I waited in the A ring until I was ten minutes late. Better to keep them guessing. Maybe they were already searching. Maybe the four spare guys were already getting their butts kicked for losing me. I took another big breath and pushed off a wall and tracked back along radial three, across the B ring, to the C. I turned without breaking stride and headed for bay fifteen.
3
There was no one waiting outside bay fifteen. No special crew. No one at all. The corridor was entirely empty, too, both ways, as far as the eye could see. And quiet. I guessed everyone else was already where they wanted to be. Twelve o'clock meetings were in full swing.
Bay fifteen's door was open. I knocked on it once, as a courtesy, as an announcement, as a warning, and then I stepped inside. Originally most of the Pentagon's office space was open plan, boxed off by file cabinets and furniture into bays, hence the name, but over the years walls had gone up and private spaces had been created. Frazer's billet in 3C315 was pretty typical. It was a small square space with a window without a view, and a rug on the floor, and photographs on the walls, and a metal DoD desk, and a chair with arms and two without, and a credenza and a double-wide storage unit.

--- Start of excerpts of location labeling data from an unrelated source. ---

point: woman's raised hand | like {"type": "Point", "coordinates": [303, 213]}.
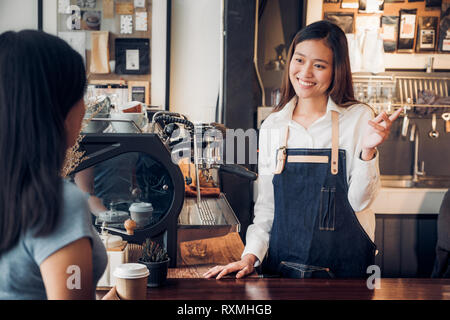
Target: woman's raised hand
{"type": "Point", "coordinates": [243, 267]}
{"type": "Point", "coordinates": [378, 130]}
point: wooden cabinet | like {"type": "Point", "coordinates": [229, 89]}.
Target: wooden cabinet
{"type": "Point", "coordinates": [406, 244]}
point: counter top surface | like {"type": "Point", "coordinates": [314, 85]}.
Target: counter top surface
{"type": "Point", "coordinates": [195, 257]}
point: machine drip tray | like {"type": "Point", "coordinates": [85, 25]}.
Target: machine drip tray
{"type": "Point", "coordinates": [213, 218]}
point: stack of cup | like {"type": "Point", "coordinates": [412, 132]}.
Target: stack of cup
{"type": "Point", "coordinates": [131, 281]}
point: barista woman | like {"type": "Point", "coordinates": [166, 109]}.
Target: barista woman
{"type": "Point", "coordinates": [48, 248]}
{"type": "Point", "coordinates": [318, 165]}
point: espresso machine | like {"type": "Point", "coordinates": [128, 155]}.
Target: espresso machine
{"type": "Point", "coordinates": [122, 169]}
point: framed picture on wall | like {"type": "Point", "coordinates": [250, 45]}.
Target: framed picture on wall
{"type": "Point", "coordinates": [139, 91]}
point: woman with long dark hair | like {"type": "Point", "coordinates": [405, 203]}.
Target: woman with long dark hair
{"type": "Point", "coordinates": [318, 169]}
{"type": "Point", "coordinates": [48, 247]}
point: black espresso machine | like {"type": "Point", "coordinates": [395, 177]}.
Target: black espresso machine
{"type": "Point", "coordinates": [134, 173]}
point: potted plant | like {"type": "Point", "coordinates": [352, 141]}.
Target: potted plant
{"type": "Point", "coordinates": [155, 257]}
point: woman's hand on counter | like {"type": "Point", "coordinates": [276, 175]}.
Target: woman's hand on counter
{"type": "Point", "coordinates": [243, 267]}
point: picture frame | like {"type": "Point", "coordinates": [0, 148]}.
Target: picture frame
{"type": "Point", "coordinates": [139, 91]}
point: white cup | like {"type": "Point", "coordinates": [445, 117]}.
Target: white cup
{"type": "Point", "coordinates": [131, 281]}
{"type": "Point", "coordinates": [141, 213]}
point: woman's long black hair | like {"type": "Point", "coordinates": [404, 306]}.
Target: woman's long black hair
{"type": "Point", "coordinates": [41, 79]}
{"type": "Point", "coordinates": [341, 87]}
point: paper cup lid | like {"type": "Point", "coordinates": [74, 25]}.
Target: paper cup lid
{"type": "Point", "coordinates": [131, 271]}
{"type": "Point", "coordinates": [141, 207]}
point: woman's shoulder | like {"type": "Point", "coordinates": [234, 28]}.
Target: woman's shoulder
{"type": "Point", "coordinates": [359, 110]}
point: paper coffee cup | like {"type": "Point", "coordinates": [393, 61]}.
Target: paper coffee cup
{"type": "Point", "coordinates": [131, 281]}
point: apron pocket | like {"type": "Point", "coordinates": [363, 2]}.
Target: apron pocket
{"type": "Point", "coordinates": [327, 209]}
{"type": "Point", "coordinates": [302, 271]}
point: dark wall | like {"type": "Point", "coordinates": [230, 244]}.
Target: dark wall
{"type": "Point", "coordinates": [240, 96]}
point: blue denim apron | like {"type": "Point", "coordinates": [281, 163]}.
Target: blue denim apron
{"type": "Point", "coordinates": [315, 232]}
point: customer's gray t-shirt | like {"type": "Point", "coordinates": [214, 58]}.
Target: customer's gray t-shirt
{"type": "Point", "coordinates": [20, 276]}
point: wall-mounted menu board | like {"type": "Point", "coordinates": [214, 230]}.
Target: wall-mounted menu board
{"type": "Point", "coordinates": [405, 25]}
{"type": "Point", "coordinates": [113, 36]}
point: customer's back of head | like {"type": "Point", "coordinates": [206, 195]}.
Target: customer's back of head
{"type": "Point", "coordinates": [41, 79]}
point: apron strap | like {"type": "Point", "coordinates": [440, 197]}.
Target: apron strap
{"type": "Point", "coordinates": [281, 152]}
{"type": "Point", "coordinates": [334, 142]}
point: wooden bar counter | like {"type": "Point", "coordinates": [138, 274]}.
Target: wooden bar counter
{"type": "Point", "coordinates": [186, 282]}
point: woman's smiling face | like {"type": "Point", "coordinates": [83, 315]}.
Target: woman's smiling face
{"type": "Point", "coordinates": [311, 69]}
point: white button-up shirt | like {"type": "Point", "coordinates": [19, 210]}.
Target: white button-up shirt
{"type": "Point", "coordinates": [362, 176]}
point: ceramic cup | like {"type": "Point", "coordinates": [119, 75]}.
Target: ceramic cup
{"type": "Point", "coordinates": [141, 213]}
{"type": "Point", "coordinates": [131, 281]}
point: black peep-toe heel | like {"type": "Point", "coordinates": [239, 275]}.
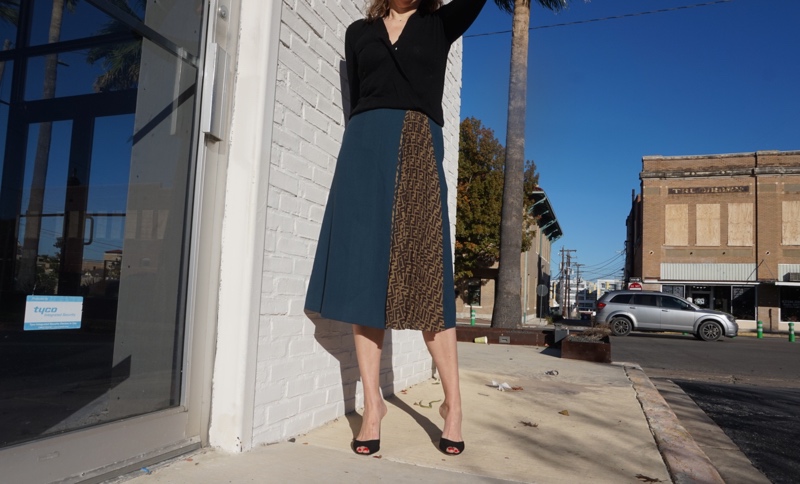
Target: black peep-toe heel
{"type": "Point", "coordinates": [371, 445]}
{"type": "Point", "coordinates": [445, 444]}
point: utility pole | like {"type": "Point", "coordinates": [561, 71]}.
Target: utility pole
{"type": "Point", "coordinates": [577, 283]}
{"type": "Point", "coordinates": [565, 272]}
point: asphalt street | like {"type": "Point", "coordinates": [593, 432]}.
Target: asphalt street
{"type": "Point", "coordinates": [761, 421]}
{"type": "Point", "coordinates": [747, 386]}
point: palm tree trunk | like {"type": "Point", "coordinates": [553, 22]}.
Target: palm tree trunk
{"type": "Point", "coordinates": [33, 215]}
{"type": "Point", "coordinates": [507, 311]}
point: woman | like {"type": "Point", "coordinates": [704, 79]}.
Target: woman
{"type": "Point", "coordinates": [383, 259]}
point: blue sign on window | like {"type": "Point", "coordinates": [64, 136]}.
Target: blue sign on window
{"type": "Point", "coordinates": [53, 312]}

And it was a small square space entirely empty of people, apart from Frazer himself in the chair behind the desk. He looked up at me and smiled.
He said, "Hello, Reacher."
I looked left and right. No one there. No one at all. There was no private bathroom. No large closet. No other door of any kind. The corridor behind me was empty. The giant building was quiet.

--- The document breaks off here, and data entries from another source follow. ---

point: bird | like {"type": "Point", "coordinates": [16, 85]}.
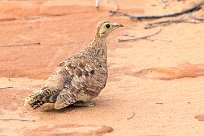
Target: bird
{"type": "Point", "coordinates": [80, 78]}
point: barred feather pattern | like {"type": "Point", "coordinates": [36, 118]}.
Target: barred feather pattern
{"type": "Point", "coordinates": [79, 78]}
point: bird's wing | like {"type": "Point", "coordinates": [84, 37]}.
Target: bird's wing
{"type": "Point", "coordinates": [84, 82]}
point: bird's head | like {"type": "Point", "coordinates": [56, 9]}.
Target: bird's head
{"type": "Point", "coordinates": [106, 27]}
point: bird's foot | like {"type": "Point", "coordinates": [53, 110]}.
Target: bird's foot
{"type": "Point", "coordinates": [84, 104]}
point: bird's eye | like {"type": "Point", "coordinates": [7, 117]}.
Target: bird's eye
{"type": "Point", "coordinates": [107, 25]}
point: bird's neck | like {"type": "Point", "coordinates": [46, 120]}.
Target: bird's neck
{"type": "Point", "coordinates": [98, 48]}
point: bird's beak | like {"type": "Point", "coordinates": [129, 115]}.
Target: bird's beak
{"type": "Point", "coordinates": [118, 25]}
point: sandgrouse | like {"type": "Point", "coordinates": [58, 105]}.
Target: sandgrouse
{"type": "Point", "coordinates": [80, 78]}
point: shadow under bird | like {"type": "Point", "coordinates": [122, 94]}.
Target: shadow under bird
{"type": "Point", "coordinates": [80, 78]}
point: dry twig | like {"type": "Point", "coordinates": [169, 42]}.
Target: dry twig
{"type": "Point", "coordinates": [195, 18]}
{"type": "Point", "coordinates": [141, 37]}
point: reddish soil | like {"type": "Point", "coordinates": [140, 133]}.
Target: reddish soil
{"type": "Point", "coordinates": [36, 35]}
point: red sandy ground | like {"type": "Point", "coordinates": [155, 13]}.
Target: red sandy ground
{"type": "Point", "coordinates": [131, 104]}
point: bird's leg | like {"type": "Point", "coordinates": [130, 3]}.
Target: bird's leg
{"type": "Point", "coordinates": [84, 104]}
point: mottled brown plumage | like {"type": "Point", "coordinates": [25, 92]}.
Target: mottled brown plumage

Frazer said, "Close the door."
I closed the door.
Frazer said, "Sit down, if you like."
I sat down.
Frazer said, "You're late."
"I apologize," I said. "I got hung up."
Frazer nodded. "This place is a nightmare at twelve o'clock. Lunch breaks, shift changes, you name it. It's a zoo. I never plan to go anywhere at twelve o'clock. I just hunker down in here." He was about five-ten, maybe two hundred pounds, wide in the shoulders, solid through the chest, red-faced, black-haired, in his middle forties. Plenty of old Scottish blood in his veins, filtered through the rich earth of Tennessee, which was where he was from. He had been in Vietnam as a teenager and the Gulf as an older man. He had combat pips all over him like a rash. He was an old-fashioned warrior, but unfortunately for him he could talk and smile as well as he could fight, so he had been posted to Senate Liaison, because the guys with the purse strings were now the real enemy.
He said, "So what have you got for me?"
I said nothing. I had nothing to say. I hadn't expected to get that far.
He said, "Good news, I hope."
"No news," I said.
"Nothing?"
I nodded. "Nothing."
"You told me you had the name. That's what your message said."
"I don't have the name."
"Then why say so? Why ask to see me?"
I paused a beat.
"It was a shortcut," I said.
"In what way?"
"I put it around that I had the name. I wondered who might crawl out from under a rock, to shut me up."
"And no one has?"
"Not so far. But ten minutes ago I thought it was a different story. There were four spare men in the lobby. In DPS uniforms. They followed me. I thought they were an arrest team."
"Followed you where?"
"Around the E ring to the D. Then I lost them on the stairs."
Frazer smiled again.
"You're paranoid," he said. "You didn't lose them. I told you, there are shift changes at twelve o'clock. They come in on the Metro like everyone else, they shoot the shit for a minute or two, and then they head for their squad room. It's on the B ring. They weren't following you."
I said nothing.
He said, "There are always groups of them hanging around. There are always groups of everyone hanging around. We're seriously overmanned. Something is going to have to be done. It's inevitable. That's all I hear about on the Hill, all day, every day. There's nothing we can do to stop it. We should all bear that in mind. People like you, especially."
"Like me?" I said.
"There are lots of majors in this man's army. Too many, probably."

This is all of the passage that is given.